На другой день позвонил Беко.
Он придет вечером, с подарком! Каждый его приход был праздником, а праздник — вещь редкая, его отмечают! Вечером 25 декабря Поль-Думер был похож на маленький дворец, освещенный свечами. Я была красива, Гуапа с Клоуном прелестны. Из клеток я выпустила голубей, они порхали по квартире, пахло дорогими духами, на столе, на кружевной скатерти — куча вкусных вещей, которые я припасла на случай, если…
Жильбер пришел, таинственный и страстный. Свою жизнь он оставил за порогом.
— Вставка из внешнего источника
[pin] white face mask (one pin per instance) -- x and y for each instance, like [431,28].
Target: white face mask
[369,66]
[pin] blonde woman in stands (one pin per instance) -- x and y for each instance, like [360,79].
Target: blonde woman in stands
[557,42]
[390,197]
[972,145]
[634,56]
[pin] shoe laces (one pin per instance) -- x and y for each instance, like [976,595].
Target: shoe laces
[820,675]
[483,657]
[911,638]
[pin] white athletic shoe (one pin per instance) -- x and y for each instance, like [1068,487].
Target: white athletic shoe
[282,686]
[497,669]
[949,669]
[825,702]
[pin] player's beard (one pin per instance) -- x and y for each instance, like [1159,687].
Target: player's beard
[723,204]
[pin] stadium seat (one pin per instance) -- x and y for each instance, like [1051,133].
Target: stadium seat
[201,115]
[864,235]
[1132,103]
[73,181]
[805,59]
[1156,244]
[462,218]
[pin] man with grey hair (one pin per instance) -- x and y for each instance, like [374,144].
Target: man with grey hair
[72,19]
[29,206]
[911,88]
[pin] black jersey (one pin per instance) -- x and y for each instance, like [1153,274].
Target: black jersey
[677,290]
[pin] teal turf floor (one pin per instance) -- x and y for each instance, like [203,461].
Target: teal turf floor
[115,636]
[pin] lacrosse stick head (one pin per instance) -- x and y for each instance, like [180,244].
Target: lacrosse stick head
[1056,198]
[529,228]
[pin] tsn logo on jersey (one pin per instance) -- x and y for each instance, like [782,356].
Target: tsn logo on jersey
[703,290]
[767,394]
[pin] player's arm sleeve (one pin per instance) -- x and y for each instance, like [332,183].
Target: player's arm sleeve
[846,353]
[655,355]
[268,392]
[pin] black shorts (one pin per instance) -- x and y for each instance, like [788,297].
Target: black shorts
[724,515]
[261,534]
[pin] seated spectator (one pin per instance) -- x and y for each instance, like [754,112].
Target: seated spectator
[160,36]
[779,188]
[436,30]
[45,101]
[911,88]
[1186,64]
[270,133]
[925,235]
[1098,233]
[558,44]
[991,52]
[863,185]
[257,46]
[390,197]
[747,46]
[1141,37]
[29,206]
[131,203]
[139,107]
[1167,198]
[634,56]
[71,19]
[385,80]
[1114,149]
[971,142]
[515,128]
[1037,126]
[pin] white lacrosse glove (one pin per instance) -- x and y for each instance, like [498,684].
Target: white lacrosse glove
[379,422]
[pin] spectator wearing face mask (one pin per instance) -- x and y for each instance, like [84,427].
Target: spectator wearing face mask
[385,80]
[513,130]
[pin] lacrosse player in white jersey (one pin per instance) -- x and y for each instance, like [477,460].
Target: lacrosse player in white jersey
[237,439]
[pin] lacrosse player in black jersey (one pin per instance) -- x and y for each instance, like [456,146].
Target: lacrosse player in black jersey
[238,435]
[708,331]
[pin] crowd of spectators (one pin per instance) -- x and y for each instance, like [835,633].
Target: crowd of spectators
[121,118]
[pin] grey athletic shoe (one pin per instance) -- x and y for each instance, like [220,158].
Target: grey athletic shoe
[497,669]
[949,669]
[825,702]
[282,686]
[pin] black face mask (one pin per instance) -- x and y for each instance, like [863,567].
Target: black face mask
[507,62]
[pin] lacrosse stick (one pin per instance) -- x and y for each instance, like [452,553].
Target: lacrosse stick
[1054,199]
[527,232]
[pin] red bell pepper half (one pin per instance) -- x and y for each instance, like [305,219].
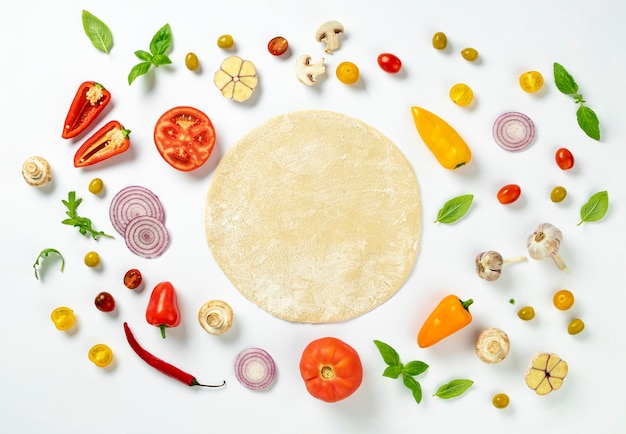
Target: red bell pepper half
[90,100]
[110,140]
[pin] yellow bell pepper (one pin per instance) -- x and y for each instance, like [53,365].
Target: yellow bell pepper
[444,142]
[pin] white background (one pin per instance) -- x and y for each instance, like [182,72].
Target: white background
[47,382]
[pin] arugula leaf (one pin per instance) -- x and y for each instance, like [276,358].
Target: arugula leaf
[595,208]
[160,43]
[83,224]
[454,209]
[453,389]
[587,119]
[44,253]
[98,32]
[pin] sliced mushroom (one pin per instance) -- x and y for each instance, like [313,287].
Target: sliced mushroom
[215,317]
[492,345]
[307,71]
[36,171]
[329,34]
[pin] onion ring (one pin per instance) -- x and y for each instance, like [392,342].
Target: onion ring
[146,236]
[513,131]
[131,202]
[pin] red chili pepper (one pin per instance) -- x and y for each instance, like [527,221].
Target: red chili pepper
[90,100]
[162,366]
[162,310]
[110,140]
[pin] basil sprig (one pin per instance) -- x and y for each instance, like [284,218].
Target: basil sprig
[595,208]
[98,33]
[454,209]
[587,118]
[161,42]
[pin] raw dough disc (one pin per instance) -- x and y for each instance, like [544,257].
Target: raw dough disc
[314,216]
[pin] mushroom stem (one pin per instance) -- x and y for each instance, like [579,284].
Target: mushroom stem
[559,262]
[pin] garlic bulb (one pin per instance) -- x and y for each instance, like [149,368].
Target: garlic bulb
[544,242]
[492,345]
[215,317]
[36,171]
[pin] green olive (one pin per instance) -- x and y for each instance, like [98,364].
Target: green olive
[440,41]
[558,193]
[526,313]
[575,326]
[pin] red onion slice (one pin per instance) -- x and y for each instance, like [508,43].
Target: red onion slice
[255,368]
[146,236]
[132,202]
[513,131]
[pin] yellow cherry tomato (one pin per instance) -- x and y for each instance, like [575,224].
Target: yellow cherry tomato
[101,355]
[347,73]
[531,81]
[63,318]
[461,94]
[92,259]
[225,41]
[96,185]
[563,299]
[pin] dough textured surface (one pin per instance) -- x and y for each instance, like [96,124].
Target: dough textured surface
[314,216]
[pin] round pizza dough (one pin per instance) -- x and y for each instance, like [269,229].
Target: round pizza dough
[314,216]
А здесь, у меня, помнил только обо мне, о нас! Как странно — любить кого-то, кто знаменит на весь мир! Смотришь на него, рядом, совсем рядом, — и не узнаешь, а ведь это он!
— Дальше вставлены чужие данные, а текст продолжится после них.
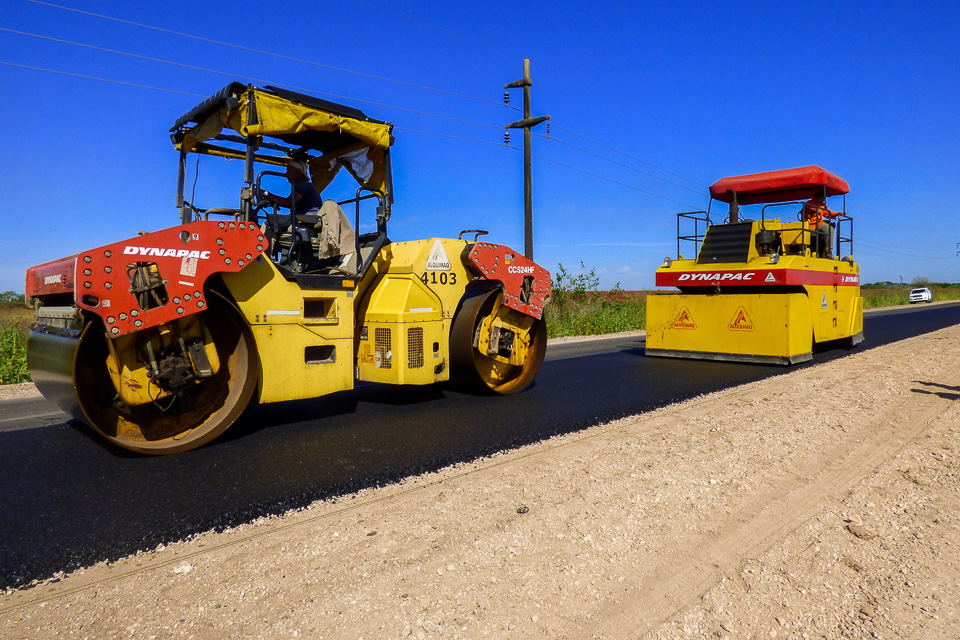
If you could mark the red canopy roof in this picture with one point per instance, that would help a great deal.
(801, 183)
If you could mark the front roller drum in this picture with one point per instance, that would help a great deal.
(191, 418)
(470, 337)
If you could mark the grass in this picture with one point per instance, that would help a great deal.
(577, 309)
(15, 322)
(873, 298)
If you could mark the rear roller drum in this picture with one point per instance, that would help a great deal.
(187, 420)
(496, 347)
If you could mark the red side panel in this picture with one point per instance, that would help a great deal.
(497, 262)
(801, 183)
(51, 278)
(756, 278)
(185, 257)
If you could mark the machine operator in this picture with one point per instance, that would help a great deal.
(817, 216)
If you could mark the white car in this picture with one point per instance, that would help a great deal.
(921, 295)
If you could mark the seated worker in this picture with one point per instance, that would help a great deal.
(815, 213)
(337, 241)
(306, 198)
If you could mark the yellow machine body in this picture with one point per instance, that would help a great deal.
(392, 326)
(768, 307)
(159, 342)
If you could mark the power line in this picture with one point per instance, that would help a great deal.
(623, 153)
(597, 155)
(622, 184)
(569, 79)
(446, 135)
(901, 254)
(268, 53)
(887, 257)
(557, 162)
(126, 84)
(233, 75)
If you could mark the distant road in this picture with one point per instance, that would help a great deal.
(70, 500)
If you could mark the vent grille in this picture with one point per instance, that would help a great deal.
(415, 348)
(726, 243)
(383, 355)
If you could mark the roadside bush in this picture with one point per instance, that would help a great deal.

В тот вечер он надел мне на шею платиновую цепочку с брильянтовым кулоном от Картье. А я, не ожидая подарка, сама ничего не приготовила, поэтому вручила ему в ответ ключ от своей квартиры, блеснувший в его руке, как талисман. Вечер пролетел быстро, в два часа ночи прозвонил будильник, и Жильбер ушел, как явился — таинственный и страстный, — к семье, жене, к себе домой.
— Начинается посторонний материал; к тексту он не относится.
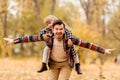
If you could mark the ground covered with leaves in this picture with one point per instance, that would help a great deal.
(25, 69)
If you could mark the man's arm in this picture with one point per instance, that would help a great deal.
(91, 46)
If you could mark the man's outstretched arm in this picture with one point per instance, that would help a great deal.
(91, 46)
(32, 38)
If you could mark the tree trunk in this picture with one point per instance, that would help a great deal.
(37, 10)
(52, 6)
(5, 24)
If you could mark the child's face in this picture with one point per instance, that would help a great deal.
(49, 24)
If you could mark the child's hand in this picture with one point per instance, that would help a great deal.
(109, 51)
(8, 40)
(46, 37)
(70, 43)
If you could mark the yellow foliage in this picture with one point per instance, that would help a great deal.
(88, 33)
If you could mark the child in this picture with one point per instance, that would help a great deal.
(48, 21)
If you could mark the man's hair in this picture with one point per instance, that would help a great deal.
(58, 22)
(49, 18)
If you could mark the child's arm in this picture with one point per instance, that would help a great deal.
(69, 36)
(68, 33)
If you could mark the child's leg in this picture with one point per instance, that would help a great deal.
(45, 55)
(76, 60)
(44, 59)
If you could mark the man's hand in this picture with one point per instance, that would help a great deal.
(8, 40)
(46, 37)
(109, 51)
(70, 43)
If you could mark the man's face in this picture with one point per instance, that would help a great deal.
(58, 31)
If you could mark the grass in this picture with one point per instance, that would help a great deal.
(25, 69)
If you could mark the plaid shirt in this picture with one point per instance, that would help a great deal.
(70, 53)
(68, 33)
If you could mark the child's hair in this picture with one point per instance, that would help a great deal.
(59, 22)
(49, 18)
У него-то были корни, те самые корни, которые помогают нам жить!
А у меня их не было.
И я решила найти их, то есть завести свой дом, дом на море. У мамы был свой домик в Сен-Тропезе. Она и Ален помогли мне, списавшись со всеми тамошними агентствами по продаже недвижимости.
В конце этого года на торжественном вечере мне вручили мой первый актерский приз «Триумф французского кино» по результатам опроса, проведенного профессиональной газетой «Фильм Франсе» среди директоров кинозалов.
Досадно, что журналисты что-то пронюхали и писали с намеками. Мы стали четой года, и, опуская наше семейное положение, нас и обручали, и женили во всеуслышание.
Что за пытка!
А ведь сочельник мы встретили вместе только на экране, а в жизни — порознь: я — в одиночестве у себя на Поль-Думере, а он — у себя в Арменонвиле, с женой и друзьями.
Отныне за мной постоянно следовали репортеры: подстерегали утром, провожали до студии и обратно вечером домой, спали в машинах у подъезда… Ситуация становилась невыносимой. Да и Жильберу, который сделал крепкую семью частью своего имиджа, очень не нравилась газетная шумиха о наших с ним отношениях.
А ведь мы ни разу нигде не появились вместе, ни в ресторане, ни в кино, ни даже у друзей. Встречались мы тайно, у меня по ночам, когда не было ни служанки, ни Алена.
Откуда же об этом узнали?
Я никогда не могла понять, каким образом каждый мой шаг, каждый порыв, даже самый тайный, становились предметом публичного обсуждения, хотя я не говорила о них никому, даже самым близким друзьям.
В результате Жильбер по-прежнему звонил мне по ночам, анонимно посылал цветы, но больше не приходил ко мне, объясняя это тем, что боится скандала, боится, что у меня дома его сфотографируют, что публика осудит, боится того, боится сего…
А о том, что боится потерять меня, мне не говорил!
* * *Итак, в начале 1958 года целыми днями я пропадала на студии, в работу ушла целиком. Пыталась чего-то достигнуть в жизни, заслужить в поте лица профессиональное признание.
Были телефонные послания. Кристина хотела повидаться. Она затевала интересный фильм с режиссером Дювивье «Женщина и паяц». Контракт составили. Книга Пьера Луиса лежала у меня на подушке. Ольга согласна, Дювивье тоже, Оренш и Бост берутся сделать сценарий. Ждут меня. А я, раскрыв «Женщину и паяца», жду звонка от Жильбера.
Присылали предложения агентства по продаже недвижимости, с фотографиями домов «на берегу». Предлагали Касси, Жуан-ле-Пэн, Бандоль, Трифуйи-ле-Бегонья.
Я смотрела на ворох почты, но в мыслях была далеко-далеко, за тридевять земель отсюда.
Была ли я, действительно, влюблена в Жильбера?
Уже и сама не знала. Влюблена была, скорее всего, в телефонный аппарат.
Это я-то, любившая солнце, волю, песок, зной, деревню, животных, запах сена, любившая бегать босой, свободной и жить у моря, — жила с утра до вечера затворницей, не видя неба, как чахлое комнатное растеньице. Увядала в свои 23 года!